Earth has hit Overshoot Day — the day when humanity has used more natural resources than the planet can produce in a single year — sooner than ever before, according to the international think tank Global Footprint Network (GFN).
Today — August 8, 2016 — is Earth Overshoot Day. Not only is this the earliest overshoot, the benchmark day has been getting earlier with each passing year. Last year, Earth Overshoot Day occurred on August 13th. In 2014, it happened on August 19th. The first Earth Overshoot Day took place on December 19, 1987.
This shows that humanity has been using up more and more renewable resources with each passing year.
“When overshoot day arrives, it means we have spent all the interest on the planet’s ecological bank account and are now dipping into the capital,” said Stuart Primm, Doris Duke Professor of Conservation Ecology at Duke University’s Nicholas School of the Environment, according to National Geographic. “That is, we’re depleting what our planet does for us, so year after year, there is less for us to use. Less forest, fewer fish in the ocean, less productive land — burdens that fall disproportionately on the world’s poor.”
Estimates show that, in order to meet the ever-increasing global demand for renewable resources, humanity would need 1.6 Earths. That increases when looking at individual countries. For instance, we would need 5.4 Earths if the whole world lives like people in Australia, and 4.8 Earths if we live like those in the United States.
There are many factors that contribute to ecological overshoot, but carbon emission is the biggest. The carbon footprint now makes up more than 60 percent of our civilization’s demand on nature, Gizmodo reports.
This trend is deeply concerning from an ecological standpoint. So much so, that GFN says humans need to depend on different resources if they want to help conserve the planet.
Officials say that making such a change is both possible and financially advantageous with current technology.
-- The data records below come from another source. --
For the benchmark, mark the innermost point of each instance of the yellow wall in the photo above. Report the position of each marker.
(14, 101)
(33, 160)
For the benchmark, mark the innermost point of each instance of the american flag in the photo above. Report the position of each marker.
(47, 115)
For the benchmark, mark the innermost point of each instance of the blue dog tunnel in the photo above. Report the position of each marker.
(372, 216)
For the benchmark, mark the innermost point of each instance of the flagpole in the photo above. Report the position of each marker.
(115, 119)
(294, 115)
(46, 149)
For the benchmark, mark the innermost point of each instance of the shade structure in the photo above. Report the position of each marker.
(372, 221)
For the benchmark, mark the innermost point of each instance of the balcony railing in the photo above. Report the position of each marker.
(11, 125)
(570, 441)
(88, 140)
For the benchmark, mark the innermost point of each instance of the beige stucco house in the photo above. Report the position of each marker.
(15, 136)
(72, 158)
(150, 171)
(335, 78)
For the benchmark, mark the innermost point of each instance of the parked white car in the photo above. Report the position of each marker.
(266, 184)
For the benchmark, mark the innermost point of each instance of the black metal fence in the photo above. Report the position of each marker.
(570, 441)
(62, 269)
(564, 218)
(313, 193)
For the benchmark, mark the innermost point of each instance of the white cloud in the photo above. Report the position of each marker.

The overall benefits of the shift would exceed the costs, as well as stimulate renewable energy and reduce the risks that typically come with climate change.
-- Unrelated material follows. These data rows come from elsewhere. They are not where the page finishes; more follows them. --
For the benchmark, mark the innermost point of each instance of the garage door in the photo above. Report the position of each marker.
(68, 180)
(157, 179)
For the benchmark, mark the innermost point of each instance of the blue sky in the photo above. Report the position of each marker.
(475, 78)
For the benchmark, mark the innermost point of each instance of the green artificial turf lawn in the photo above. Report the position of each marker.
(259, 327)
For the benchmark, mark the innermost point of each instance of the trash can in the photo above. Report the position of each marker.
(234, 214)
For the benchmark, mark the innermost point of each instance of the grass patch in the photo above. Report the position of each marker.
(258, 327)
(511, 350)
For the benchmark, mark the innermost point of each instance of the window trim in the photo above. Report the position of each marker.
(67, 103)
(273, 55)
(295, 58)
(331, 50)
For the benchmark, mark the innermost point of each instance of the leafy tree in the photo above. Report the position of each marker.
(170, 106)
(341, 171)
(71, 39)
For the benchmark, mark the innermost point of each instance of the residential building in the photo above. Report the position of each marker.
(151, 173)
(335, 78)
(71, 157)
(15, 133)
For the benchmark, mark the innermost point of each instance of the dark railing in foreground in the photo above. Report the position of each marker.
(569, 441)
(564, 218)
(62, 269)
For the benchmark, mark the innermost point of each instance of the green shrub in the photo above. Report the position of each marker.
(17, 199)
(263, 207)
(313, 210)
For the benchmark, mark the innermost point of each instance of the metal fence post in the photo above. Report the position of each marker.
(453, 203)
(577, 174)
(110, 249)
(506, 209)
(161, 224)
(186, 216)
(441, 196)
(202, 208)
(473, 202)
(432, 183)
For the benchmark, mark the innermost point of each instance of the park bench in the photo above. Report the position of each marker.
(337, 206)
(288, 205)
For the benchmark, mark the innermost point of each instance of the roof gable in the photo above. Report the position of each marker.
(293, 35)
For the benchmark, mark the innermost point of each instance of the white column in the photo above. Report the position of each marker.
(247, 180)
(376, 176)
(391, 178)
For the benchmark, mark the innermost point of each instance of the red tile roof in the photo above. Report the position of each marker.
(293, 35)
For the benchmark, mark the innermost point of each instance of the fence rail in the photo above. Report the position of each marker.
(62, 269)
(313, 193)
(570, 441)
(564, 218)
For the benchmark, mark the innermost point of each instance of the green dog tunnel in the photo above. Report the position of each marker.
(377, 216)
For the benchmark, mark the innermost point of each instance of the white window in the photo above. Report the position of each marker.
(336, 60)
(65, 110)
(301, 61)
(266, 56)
“Globally, the longer we go on pretending that natural resources are unlimited, the faster we are jeopardizing the very capacity of our planet to provide us with the renewable resources that we need to feed, clothe, and shelter ourselves,” said Global Footprint Network spokesman Sebastian Winkler, according to The Huffington Post. “Balancing how much renewable natural resources we use with how much is generated is paramount if mankind is to thrive on our beautiful planet.”